As we step away from pre-coronavirus routines, we can take a step toward nature.

COVID-19 Update: The Arboretum is temporarily closed–even to walkers–until further notice. Find updates and information here.

By Jean Larson, manager of Nature-Based Therapeutic Services Program at the Minnesota Landscape Arboretum

The coronavirus pandemic has changed our understanding of daily life. Instead of the usual busy pace we have become accustomed, we now have the opportunity to slow down and spend time in nature.  Where nature was once peripheral, it now can be an integral part of each day and a redeeming quality in this time of crisis. 

sunset on sculpture garden
Sunset in the sculpture garden, December 2019. Photo by Scott Monge.


As we adjust to the dissolution of routine and isolation from our family and friends, nature can play a healing role. One way to reconnect with nature and combat the disruption of COVID-19 is setting a regular cycle of day/night. Synchronizing with nature means reconnecting with our innate circadian rhythm. Circadian rhythms are the changes (physical, cognitive and psychological) that follow a daily light to dark cycle. Getting a good night’s sleep may require discipline to manage our minds from distractions on the screen. But I can assure you the long term gains from sleep far exceeds the short term loss of screen time.

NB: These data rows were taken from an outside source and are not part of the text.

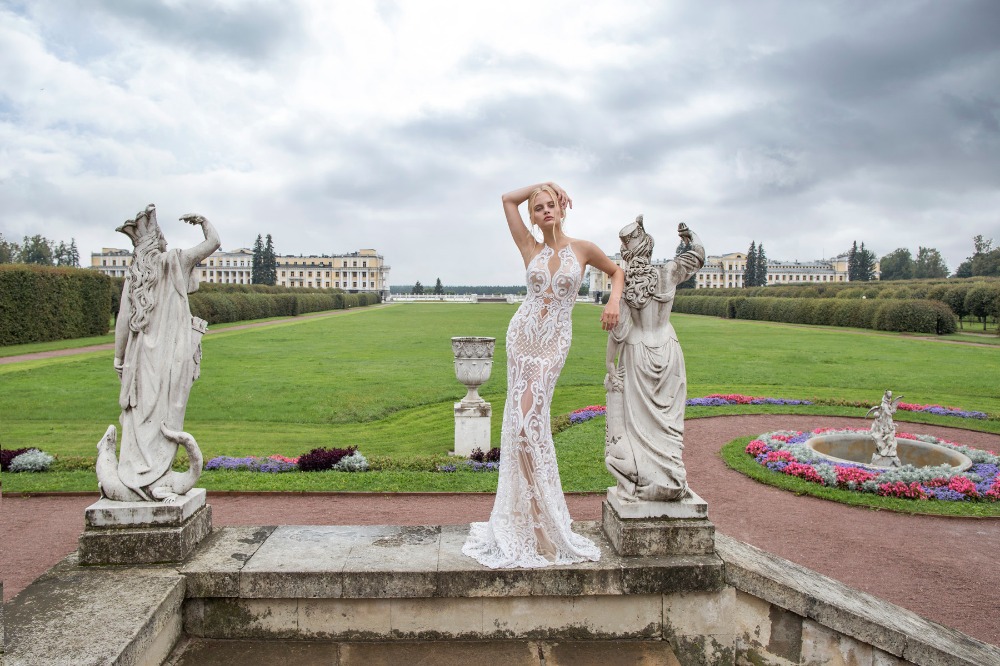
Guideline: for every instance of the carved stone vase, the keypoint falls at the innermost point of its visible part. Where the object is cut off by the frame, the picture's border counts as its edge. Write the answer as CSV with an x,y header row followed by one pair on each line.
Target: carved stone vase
x,y
473,363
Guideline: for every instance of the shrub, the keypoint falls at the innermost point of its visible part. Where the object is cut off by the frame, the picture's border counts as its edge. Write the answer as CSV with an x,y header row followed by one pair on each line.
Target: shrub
x,y
6,455
493,455
322,459
31,460
41,303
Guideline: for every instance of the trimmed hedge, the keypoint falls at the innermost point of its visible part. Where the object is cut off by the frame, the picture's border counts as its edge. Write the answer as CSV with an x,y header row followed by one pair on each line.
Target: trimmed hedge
x,y
883,314
219,306
42,303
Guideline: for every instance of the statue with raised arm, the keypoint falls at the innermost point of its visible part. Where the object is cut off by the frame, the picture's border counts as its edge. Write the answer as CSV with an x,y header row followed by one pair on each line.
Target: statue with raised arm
x,y
883,431
646,381
157,358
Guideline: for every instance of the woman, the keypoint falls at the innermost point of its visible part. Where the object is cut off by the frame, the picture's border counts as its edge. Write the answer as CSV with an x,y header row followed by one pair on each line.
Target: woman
x,y
530,523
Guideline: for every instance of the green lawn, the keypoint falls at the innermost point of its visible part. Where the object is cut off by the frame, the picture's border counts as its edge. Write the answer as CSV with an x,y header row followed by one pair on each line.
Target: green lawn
x,y
383,379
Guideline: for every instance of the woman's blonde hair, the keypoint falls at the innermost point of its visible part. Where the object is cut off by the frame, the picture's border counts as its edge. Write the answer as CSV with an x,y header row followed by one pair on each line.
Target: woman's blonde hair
x,y
552,193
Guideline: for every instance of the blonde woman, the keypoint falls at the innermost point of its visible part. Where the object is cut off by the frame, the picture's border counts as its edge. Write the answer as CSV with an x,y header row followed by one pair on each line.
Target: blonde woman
x,y
530,525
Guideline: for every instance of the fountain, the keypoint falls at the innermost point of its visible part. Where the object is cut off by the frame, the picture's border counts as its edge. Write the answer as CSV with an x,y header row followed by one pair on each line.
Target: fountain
x,y
881,447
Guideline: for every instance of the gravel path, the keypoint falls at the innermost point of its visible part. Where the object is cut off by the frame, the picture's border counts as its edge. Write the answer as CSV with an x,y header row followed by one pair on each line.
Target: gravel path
x,y
942,568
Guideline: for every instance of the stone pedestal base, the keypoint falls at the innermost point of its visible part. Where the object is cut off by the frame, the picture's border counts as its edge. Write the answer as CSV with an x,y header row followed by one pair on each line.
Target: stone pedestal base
x,y
144,532
472,427
642,529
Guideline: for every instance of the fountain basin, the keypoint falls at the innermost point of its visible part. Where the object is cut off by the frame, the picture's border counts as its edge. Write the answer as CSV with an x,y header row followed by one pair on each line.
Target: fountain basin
x,y
859,448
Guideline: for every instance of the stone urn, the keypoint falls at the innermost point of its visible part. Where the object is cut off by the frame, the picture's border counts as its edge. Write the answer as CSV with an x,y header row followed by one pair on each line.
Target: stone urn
x,y
473,363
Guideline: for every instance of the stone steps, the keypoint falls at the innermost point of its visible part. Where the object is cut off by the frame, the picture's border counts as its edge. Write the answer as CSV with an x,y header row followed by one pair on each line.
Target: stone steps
x,y
202,652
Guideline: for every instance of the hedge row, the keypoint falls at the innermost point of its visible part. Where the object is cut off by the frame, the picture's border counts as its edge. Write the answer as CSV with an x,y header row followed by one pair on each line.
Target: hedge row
x,y
952,292
217,307
915,316
41,303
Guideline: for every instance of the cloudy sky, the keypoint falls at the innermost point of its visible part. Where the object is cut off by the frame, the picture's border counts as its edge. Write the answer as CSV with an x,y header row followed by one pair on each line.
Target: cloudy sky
x,y
343,125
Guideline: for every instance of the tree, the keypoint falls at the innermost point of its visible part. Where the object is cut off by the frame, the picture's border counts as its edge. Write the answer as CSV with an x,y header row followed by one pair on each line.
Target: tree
x,y
860,264
929,264
852,263
37,250
270,263
761,274
691,282
750,272
897,265
980,299
10,252
257,265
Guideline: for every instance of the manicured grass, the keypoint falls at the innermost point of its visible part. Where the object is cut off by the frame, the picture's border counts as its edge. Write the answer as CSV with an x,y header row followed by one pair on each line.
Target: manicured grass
x,y
735,456
383,379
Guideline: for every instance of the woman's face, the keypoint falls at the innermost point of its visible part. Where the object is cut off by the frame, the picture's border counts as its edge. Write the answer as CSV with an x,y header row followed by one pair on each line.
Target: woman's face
x,y
545,211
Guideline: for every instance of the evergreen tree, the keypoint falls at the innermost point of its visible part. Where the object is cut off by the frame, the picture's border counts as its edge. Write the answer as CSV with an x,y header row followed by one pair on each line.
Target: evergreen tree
x,y
964,269
852,263
897,265
750,272
929,264
270,261
10,252
257,266
691,282
37,250
866,264
761,274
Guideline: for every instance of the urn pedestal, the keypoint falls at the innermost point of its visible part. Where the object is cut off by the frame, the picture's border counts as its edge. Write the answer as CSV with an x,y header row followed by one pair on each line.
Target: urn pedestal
x,y
473,364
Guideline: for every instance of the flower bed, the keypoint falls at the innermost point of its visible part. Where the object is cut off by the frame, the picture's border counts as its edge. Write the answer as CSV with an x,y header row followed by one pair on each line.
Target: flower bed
x,y
913,407
785,452
317,460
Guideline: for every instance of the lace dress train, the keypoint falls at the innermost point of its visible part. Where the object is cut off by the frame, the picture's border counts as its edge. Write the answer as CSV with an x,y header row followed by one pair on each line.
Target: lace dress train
x,y
530,525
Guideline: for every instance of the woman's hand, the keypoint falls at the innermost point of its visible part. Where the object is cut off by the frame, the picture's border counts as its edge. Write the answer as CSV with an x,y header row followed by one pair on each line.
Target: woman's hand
x,y
564,200
194,219
609,318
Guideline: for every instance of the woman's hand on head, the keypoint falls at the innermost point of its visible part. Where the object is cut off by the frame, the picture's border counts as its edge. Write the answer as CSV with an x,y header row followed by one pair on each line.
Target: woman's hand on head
x,y
564,201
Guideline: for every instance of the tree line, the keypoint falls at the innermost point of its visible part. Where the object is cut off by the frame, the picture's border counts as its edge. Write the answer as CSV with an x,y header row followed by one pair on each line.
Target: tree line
x,y
900,264
40,251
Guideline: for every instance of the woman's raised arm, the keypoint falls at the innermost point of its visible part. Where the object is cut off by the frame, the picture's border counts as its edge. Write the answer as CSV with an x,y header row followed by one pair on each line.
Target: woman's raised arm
x,y
518,229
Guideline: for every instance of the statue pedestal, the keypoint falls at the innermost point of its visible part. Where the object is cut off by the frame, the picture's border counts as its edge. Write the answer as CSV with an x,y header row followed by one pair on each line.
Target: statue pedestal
x,y
658,528
144,532
472,427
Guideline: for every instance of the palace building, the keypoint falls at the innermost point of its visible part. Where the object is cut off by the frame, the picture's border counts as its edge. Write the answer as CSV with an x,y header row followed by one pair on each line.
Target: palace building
x,y
364,270
724,271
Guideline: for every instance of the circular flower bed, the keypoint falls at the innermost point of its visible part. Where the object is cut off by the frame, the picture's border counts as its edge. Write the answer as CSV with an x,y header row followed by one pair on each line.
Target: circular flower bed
x,y
785,452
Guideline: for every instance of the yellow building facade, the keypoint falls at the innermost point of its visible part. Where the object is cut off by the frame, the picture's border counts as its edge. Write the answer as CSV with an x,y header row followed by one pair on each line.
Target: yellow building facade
x,y
364,270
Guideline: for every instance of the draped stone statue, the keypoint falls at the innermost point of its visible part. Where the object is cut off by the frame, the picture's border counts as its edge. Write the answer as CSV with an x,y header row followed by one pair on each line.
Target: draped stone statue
x,y
157,358
646,381
883,431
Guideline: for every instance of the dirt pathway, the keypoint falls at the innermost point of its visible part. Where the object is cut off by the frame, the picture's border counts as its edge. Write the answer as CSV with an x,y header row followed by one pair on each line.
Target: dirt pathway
x,y
942,568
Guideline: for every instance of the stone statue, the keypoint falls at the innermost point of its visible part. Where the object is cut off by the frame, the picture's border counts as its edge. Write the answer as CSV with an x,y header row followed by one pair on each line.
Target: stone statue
x,y
883,431
646,382
157,358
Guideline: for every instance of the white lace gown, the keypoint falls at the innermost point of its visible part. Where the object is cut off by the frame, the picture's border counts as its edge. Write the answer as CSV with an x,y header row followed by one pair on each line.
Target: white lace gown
x,y
530,524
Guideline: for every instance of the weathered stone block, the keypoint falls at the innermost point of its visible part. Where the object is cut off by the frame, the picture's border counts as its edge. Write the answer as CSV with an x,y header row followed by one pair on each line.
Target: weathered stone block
x,y
214,568
691,505
344,619
632,537
634,616
105,513
145,545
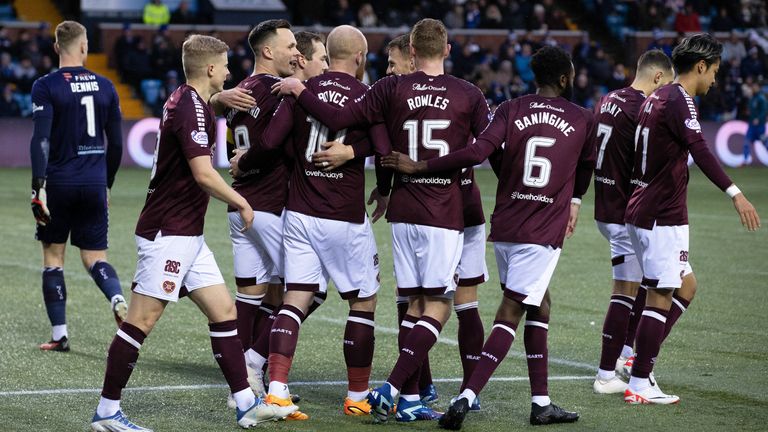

rainbow over annual garden
A rainbow arcs over the Arboretum annual garden after a thunderstorm in July 2018. Photo by William Sinnen.


Nature has been building our resilience over the millions of years we have coexisted together. It has only been in the last few centuries that we have separated ourselves. However, in times of urgency and crisis we are certain to reconnect to nature because we have a collective knowledge of nature being our place of safety, hope and optimism. Nature builds resilience even if we spend only 20-minutes outdoors. Evidence shows those 20 minutes each day in nature can lower our cortisol levels and improve a sense of well-being. Our reconnecting with nature can be an antidote to panic and anxiety.

bee on flower
Photo by Mark MacLennan


To experience the healing benefits of nature you only need to set an intention. Even walking down an urban street, looking up at the clouds, watching a bee on a flower can offer the same mental and physical benefits as a 20-minute walk. Setting up a daily ritual to intentionally spend time in nature can be as simple as opening the window to let in fresh air, or finding a location where you can sit each day to still a rushing mind and observe the nature that is all around you. When mindful in nature we can be reassured that nature remains constant winter, spring, summer and fall.